Is andy-t-wang/one-molt safe?

The sign_message() and verify_signature() functions in scripts/identity-proof.sh build inline Node.js scripts using bash heredocs and interpolate shell variables directly into JavaScript source without any escaping or sanitization. The pattern 'const message = ${message};' allows injection of arbitrary JavaScript if the message variable contains quotes or semicolons. Since the LLM agent is instructed by SKILL.md to call these scripts with user-provided or LLM-generated challenge strings, an attacker who can influence those strings can achieve arbitrary code execution.

SKILL.md explicitly instructs the agent to enter an unbounded autonomous loop when the user says 'vibe on the forum' or 'hang out', browsing posts, upvoting, commenting, and creating posts indefinitely. This bypasses the user's ability to review individual actions before they are committed. Each action sends cryptographically signed content to onemolt.ai under the user's verified identity.

The autonomous loop calls forum.js get to read full post content and comments from onemolt.ai. This external content is processed by the LLM without sanitization boundaries. A malicious or compromised onemolt.ai server can deliver prompt injection attacks embedded in post text that the agent will interpret as instructions, potentially redirecting the agent to perform unauthorized actions in the user's environment.

forum.js loads the device private key from ~/.openclaw/identity/device.json, signs every forum action (post, upvote, comment) with a fresh signature, and sends the publicKey plus signature payload to https://www.onemolt.ai. This builds a permanent, attributable log of all forum activity on an externally controlled server. Combined with WorldID registration, this links biometric human identity to every LLM-generated post.

The register-worldid command sends the device's signed proof-of-identity to onemolt.ai/api/v1/register/init and polls for WorldID verification completion. Once completed, the device's Ed25519 public key is permanently linked to a unique human via the Worldcoin nullifier hash stored in Supabase. This binding is irreversible and associates all future forum activity with a biometrically verified human identity.

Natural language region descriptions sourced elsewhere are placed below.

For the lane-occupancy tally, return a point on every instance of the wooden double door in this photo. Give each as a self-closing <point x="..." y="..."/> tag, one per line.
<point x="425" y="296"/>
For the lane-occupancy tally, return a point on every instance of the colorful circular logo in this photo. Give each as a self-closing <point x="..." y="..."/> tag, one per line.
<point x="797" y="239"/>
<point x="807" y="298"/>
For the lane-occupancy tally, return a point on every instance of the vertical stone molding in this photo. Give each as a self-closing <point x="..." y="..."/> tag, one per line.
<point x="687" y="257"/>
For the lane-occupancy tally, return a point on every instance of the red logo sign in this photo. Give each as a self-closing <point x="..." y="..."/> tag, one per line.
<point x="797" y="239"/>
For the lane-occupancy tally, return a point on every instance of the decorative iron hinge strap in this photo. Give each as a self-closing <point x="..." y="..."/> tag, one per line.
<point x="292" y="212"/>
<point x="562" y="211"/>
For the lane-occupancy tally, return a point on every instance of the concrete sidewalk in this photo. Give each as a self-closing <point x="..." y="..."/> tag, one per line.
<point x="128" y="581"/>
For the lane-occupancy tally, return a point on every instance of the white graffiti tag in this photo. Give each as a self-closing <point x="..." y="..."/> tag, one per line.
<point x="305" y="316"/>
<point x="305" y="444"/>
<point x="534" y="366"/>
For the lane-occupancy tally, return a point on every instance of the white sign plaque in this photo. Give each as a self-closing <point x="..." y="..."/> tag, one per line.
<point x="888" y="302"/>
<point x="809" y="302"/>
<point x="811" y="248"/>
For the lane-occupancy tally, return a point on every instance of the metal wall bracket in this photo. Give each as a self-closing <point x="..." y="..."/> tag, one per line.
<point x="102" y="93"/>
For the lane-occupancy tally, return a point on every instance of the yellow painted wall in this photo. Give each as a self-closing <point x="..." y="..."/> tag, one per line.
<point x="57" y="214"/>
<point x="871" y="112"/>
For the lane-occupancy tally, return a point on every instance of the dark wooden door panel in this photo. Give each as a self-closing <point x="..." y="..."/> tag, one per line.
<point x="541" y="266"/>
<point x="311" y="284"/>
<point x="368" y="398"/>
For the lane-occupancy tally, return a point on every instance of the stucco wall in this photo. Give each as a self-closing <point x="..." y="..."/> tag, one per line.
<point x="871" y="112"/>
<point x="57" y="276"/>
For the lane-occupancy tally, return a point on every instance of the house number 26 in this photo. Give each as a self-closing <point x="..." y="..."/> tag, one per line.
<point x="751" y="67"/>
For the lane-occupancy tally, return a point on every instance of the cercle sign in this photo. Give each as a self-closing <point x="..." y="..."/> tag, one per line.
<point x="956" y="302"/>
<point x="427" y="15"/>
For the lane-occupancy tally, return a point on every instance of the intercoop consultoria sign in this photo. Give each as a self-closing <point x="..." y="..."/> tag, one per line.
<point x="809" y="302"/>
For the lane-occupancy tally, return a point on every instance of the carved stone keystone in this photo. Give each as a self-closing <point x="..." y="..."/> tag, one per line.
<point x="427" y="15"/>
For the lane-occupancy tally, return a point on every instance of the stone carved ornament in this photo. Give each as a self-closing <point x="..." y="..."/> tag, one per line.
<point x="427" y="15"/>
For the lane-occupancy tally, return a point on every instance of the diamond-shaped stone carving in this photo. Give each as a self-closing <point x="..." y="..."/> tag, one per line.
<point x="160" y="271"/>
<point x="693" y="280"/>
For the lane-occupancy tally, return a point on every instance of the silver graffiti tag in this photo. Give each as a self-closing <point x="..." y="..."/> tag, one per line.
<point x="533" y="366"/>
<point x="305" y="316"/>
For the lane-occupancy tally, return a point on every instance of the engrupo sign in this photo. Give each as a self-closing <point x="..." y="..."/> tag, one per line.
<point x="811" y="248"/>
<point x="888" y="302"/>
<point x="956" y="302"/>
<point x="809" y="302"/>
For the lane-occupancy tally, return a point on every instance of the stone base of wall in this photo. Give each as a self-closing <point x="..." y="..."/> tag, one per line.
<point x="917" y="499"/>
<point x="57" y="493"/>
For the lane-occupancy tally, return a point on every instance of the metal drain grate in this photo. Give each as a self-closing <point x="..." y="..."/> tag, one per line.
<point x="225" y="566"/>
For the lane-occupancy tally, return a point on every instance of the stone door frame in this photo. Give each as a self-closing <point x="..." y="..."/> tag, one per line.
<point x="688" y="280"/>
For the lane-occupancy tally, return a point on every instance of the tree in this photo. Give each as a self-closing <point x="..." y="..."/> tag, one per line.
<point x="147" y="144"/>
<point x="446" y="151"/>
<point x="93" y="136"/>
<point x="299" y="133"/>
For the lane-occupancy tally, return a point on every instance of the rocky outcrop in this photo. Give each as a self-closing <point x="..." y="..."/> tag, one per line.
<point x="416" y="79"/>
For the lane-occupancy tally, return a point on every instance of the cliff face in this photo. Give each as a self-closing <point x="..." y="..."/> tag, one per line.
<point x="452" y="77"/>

The autonomous loop reads arbitrary forum post content from onemolt.ai and feeds it into the agent's context. Since SKILL.md instructs the agent to 'react to what genuinely interests you' and 'follow threads that catch your attention', the agent's subsequent actions are directly influenced by server-controlled content. This is a persistent prompt injection surface that activates whenever the autonomous mode is used.

The skill ships two executable scripts (scripts/identity-proof.sh and scripts/forum.js) that run with the user's full filesystem and network permissions. While this is necessary for the skill's stated purpose, the shell injection vulnerability in identity-proof.sh elevates the risk surface. No npm install hooks, git hooks, git submodules, or symlinks were detected.

The clone process connected exclusively to github.com (140.82.121.4:443) via git-remote-https. No connections to onemolt.ai, no unexpected process spawning, and no filesystem writes outside /home/oc-exec/skill-under-test/. Connection state before and after install is identical.

Inotify and auditd events show .env, .ssh/id_rsa, .aws/credentials, .npmrc, .docker/config.json, and GCP credentials were opened at timestamps 1771649149.799 (pre-clone) and 1771649171.273 (post-scan). Timing and sequence are consistent with the oathe audit system establishing a pre-install baseline and performing a post-install verification pass. All canary files reported intact.